Just try and Google the symptoms for Inflammatory bowel disease and I bet most of you will think that you have it...

The lesson is this. We study for more than 6 years to DISTINGUISH symptoms and diseases. Anybody can read medical textbooks or google symptoms and will think they have the answer, but medical school teaches you how to work out what is a headache and what is a brain tumour.

Clinical examination is important. You'd be suprised to know what I can diagnose the way you walk into the room, or by simply looking at the back of your eye (and you would laugh at the amount of information we get out of a touch-your-nose-then-my-finger neurological examination).

Ah... sometimes I miss clinical medicine... but only sometimes...

Friday, January 16, 2009

Marketing a Journal Article...

We received this mail a while ago from Dan Jeffers...

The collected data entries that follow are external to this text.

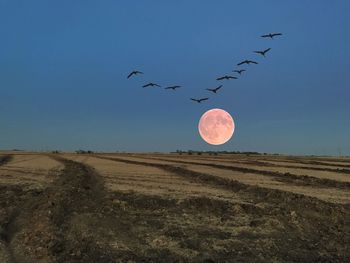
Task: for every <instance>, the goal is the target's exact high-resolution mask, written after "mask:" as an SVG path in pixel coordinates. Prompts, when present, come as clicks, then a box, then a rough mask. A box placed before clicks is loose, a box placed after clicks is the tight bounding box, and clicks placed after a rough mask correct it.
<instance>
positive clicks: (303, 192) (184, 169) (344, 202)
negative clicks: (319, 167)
mask: <svg viewBox="0 0 350 263" xmlns="http://www.w3.org/2000/svg"><path fill="white" fill-rule="evenodd" d="M100 158H104V159H109V160H115V161H118V162H126V163H130V164H143V165H145V166H153V167H159V168H162V169H164V170H166V171H169V172H173V173H176V174H179V175H182V176H183V177H185V178H189V177H192V178H196V179H199V180H200V181H202V182H207V183H210V184H212V185H214V186H215V185H216V186H219V187H224V188H229V189H233V190H236V191H238V190H242V189H246V188H247V187H250V188H251V187H258V188H259V189H266V191H267V192H268V191H283V192H286V193H291V194H292V193H293V194H298V195H303V196H310V197H314V198H317V199H319V200H323V201H326V202H331V203H341V204H348V203H350V192H349V191H344V190H341V189H337V188H317V187H314V186H296V185H290V184H287V183H282V182H278V181H275V180H274V178H273V177H269V176H263V175H260V176H257V175H256V174H247V173H239V172H229V171H227V172H226V173H225V172H224V171H223V170H221V169H217V168H214V167H211V168H210V169H209V168H208V167H206V166H201V165H198V164H196V165H194V164H187V165H175V164H174V163H172V162H167V161H161V160H152V159H151V160H148V161H146V160H142V159H141V158H140V159H138V158H136V157H107V156H104V157H103V156H101V157H100Z"/></svg>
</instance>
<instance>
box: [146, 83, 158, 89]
mask: <svg viewBox="0 0 350 263" xmlns="http://www.w3.org/2000/svg"><path fill="white" fill-rule="evenodd" d="M147 87H160V85H158V84H156V83H152V82H150V83H148V84H146V85H143V86H142V88H147Z"/></svg>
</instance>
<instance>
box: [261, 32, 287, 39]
mask: <svg viewBox="0 0 350 263" xmlns="http://www.w3.org/2000/svg"><path fill="white" fill-rule="evenodd" d="M276 36H282V33H269V34H266V35H262V36H261V37H264V38H267V37H269V38H271V39H273V38H274V37H276Z"/></svg>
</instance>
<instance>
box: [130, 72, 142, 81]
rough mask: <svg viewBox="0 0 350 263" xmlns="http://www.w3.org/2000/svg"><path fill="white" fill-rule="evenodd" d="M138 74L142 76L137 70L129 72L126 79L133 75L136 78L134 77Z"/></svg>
mask: <svg viewBox="0 0 350 263" xmlns="http://www.w3.org/2000/svg"><path fill="white" fill-rule="evenodd" d="M138 74H143V72H141V71H138V70H134V71H132V72H130V74H129V75H128V77H127V79H128V78H130V77H132V76H133V75H135V76H136V75H138Z"/></svg>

While reviewing blogs and Web sites that discuss blood disorders, I noticed that yours seems to be well-read and well-informed. Your readers may be interested in the recent clinical practice guidelines for von Willebrand Disease (VWD) offered by the National Heart, Lung, and Blood Institute (NHLBI) of the National Institutes of Health. These are the first clinical guidelines in the United States for the diagnosis and management of von Willebrand Disease (VWD), the most common inherited bleeding disorder. The guidelines include recommendations on screening, diagnosis, disease management, and directions for future research. An extensive article on the guidelines is published online Feb. 29 in the journal Haemophilia.

“These are the first guidelines on von Willebrand Disease published in the United States and we are pleased to offer clinicians science-based recommendations in the evaluation and treatment of patients,” said NHLBI Director Elizabeth G. Nabel, M.D. “The disease can be difficult to diagnose, especially in women of child-bearing age and in children, and the danger of excessive bleeding is often under-recognized.”

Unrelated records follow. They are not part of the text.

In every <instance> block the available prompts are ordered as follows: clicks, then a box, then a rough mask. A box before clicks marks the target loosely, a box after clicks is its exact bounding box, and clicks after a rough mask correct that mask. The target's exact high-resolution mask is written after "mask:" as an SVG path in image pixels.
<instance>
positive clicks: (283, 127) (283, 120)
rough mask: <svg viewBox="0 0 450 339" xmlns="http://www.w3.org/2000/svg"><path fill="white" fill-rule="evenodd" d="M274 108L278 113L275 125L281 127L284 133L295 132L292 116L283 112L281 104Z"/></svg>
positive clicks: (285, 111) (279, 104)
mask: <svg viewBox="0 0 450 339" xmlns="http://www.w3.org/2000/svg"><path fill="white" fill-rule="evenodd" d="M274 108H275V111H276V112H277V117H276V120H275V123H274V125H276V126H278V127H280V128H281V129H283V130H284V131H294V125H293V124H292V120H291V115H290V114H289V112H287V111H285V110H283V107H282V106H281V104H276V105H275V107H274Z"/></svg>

The guidelines can be found at, and are available for purchase or download.

We hope that you will reach out to your audience by posting a link and/or commenting about the recent guidelines. Thanks for helping us spread the word.

Dan Jeffers
Internet Marketing Specialist for
National Heart, Lung, and Blood Institute

What interests me most is not the guidelines for Von Willebrands disease (for medical personel can be found here), it's the fact that medical marketing seems to have taken a new turn.

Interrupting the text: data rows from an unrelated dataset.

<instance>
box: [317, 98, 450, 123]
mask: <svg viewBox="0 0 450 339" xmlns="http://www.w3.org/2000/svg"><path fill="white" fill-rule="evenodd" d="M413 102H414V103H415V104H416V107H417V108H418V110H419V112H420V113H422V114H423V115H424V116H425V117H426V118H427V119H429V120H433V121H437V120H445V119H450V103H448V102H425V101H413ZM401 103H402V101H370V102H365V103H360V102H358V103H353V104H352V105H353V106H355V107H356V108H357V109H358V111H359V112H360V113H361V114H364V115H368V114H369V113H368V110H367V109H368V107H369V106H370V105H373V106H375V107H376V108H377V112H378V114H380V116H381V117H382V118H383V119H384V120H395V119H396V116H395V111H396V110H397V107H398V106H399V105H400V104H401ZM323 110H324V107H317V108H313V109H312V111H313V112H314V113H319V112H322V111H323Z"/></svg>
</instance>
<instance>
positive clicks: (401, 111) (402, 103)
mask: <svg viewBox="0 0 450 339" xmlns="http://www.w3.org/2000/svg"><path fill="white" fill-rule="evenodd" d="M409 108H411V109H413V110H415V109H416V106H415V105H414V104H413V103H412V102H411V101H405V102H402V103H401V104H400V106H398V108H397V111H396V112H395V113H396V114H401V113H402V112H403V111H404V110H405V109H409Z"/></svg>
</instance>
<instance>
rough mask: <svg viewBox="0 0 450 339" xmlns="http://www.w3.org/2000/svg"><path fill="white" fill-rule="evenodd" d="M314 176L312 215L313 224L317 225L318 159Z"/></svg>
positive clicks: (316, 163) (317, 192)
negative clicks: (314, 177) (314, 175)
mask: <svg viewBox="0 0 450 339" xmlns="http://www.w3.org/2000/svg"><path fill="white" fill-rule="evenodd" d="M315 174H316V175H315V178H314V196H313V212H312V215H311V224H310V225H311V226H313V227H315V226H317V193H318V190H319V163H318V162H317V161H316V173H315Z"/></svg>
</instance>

Before, if a new guideline was published, it could be found in the latest journals like the NEMJ, BMJ, AMJ, SAMJ, CME (there are many (x 100) more) and you would get to know about it via word of mouth. Usually a collegue in the specific field of medicine would have either seen it in his journal, heard about it at a conference, or a drug rep would spread the word. Mostly reputable sources.

It is interesting, that in this new landscape of everything being accessible online (don't get me into the exhorbitant prices you pay to access journals) that this seems to be a new way to market. Get it on Blogs, have the medical Bloggers promote it. It's definately a cheaper and perhaps more far reaching marketing tool. But do you always trust the bloggers information?

This at least comes from a reputable site, so I know the info is good. But in the ever increasing world wide web, where a ton of stuff is factitious (see earlier post about men having babies) and where is it getting harder to distinguish legitimate medical sites from the hocus-pocus out there - I am sceptical about the marketing means...

I don't know...

Jury is out for me...

I'm still trying to decide if I like this type of marketing or if it going to create more headaches in the long run with the large, and sometimes painful, website and information verification process.